Krško dry storage facility for used fuel preparing for launch

21 March 2023

Slovenia's project to build a dry storage facility for used fuel is set to be completed later this year with the transfer of the first 592 used fuel elements.

The new facility is part of the plant's 20-year operating extension (Image: NEK)

The dry storage building is 50 metres by 70 meters by 20 metres, with a reinforced concrete base of 1.75m and, Krško nuclear power plant (NEK) explained, "including the perimeter walls, provides protection against flooding and enables the anchoring of storage containers" with equipment installed to allow monitoring by the International Atomic Energy Agency.

"The introduction of dry storage of spent fuel is also a transition from active to passive solutions, as no additional device, system or energy source is needed to provide cooling. It is considered the most appropriate and widespread temporary storage of spent fuel in the world," NEK said.

Each container will hold 37 used fuel cells, with a thick concrete shell providing full physical and radiological protection against extreme weather, earthquakes or an aircraft crashing, NEK said, adding that the containers have been designed to "enable the transport of the fuel elements in the future as part of a permanent solution".

"In the first campaign, we will move 16 containers with 592 spent fuel cells to dry storage by autumn ... with the introduction of dry storage, we will fulfil all the conditions and implement the decisions of the administrative bodies to extend the operation" of the nuclear power plant.

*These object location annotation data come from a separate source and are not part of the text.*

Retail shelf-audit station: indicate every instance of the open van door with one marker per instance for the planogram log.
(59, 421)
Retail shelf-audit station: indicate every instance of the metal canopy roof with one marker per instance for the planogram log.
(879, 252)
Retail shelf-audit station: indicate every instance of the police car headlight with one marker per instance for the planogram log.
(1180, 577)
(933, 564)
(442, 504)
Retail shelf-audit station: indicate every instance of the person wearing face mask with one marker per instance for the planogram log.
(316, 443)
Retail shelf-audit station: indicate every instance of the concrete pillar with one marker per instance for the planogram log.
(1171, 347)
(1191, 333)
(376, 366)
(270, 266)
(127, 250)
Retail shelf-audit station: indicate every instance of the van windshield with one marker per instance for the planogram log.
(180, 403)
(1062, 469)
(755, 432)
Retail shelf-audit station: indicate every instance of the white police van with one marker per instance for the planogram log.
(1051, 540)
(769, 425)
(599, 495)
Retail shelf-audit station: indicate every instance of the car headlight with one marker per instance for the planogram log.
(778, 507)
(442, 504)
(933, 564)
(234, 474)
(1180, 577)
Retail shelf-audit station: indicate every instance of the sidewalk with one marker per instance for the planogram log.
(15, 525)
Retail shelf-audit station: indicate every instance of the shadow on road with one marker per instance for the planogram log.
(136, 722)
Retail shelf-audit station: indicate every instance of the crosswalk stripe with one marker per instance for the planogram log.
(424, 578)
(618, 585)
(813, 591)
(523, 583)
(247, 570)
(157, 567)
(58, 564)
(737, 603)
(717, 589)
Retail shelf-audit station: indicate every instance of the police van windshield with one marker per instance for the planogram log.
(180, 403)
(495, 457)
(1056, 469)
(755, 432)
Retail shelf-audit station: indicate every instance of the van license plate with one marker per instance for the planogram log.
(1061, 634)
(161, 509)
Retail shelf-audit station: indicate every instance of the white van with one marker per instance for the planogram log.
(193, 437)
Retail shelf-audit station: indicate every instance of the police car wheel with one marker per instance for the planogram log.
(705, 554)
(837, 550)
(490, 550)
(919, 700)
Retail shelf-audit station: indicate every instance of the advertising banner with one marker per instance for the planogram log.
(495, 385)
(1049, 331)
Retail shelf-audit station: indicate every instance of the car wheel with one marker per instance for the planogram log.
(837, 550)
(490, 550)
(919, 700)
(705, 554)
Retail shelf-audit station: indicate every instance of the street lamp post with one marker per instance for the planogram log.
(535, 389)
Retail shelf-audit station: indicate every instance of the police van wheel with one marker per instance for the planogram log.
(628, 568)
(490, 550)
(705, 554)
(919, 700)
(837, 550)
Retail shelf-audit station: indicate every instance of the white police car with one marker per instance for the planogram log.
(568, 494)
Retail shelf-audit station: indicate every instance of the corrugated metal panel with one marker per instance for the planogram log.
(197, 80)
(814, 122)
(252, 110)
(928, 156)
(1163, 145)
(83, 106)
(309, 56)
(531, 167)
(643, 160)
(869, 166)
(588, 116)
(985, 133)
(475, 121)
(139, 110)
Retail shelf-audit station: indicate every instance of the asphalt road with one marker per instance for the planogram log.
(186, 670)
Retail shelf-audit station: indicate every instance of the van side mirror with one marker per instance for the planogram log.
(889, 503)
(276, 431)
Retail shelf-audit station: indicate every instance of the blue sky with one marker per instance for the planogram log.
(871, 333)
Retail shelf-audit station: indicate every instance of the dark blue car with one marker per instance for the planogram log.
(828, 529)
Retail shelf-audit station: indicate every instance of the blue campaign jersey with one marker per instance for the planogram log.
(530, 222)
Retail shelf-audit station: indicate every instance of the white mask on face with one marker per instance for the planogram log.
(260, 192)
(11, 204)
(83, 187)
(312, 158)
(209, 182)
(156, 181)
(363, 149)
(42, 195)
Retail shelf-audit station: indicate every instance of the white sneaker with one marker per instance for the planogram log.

Krško is a Westinghouse pressurised water reactor located on the Sava river. It is unusual in being jointly owned by two countries: Slovenia, where it is located, and Croatia, both of which were parts of the former Yugoslavia when Krško came online in 1981. It supplies as much as 40% of Slovenia's electricity.

Slovenia's Ministry of the Environment in January approved Krško's operations for a further 20 years, following the completion of an environmental impact assessment, a process which included input from neighbouring countries Croatia, Austria, Italy and Hungary, plus Germany.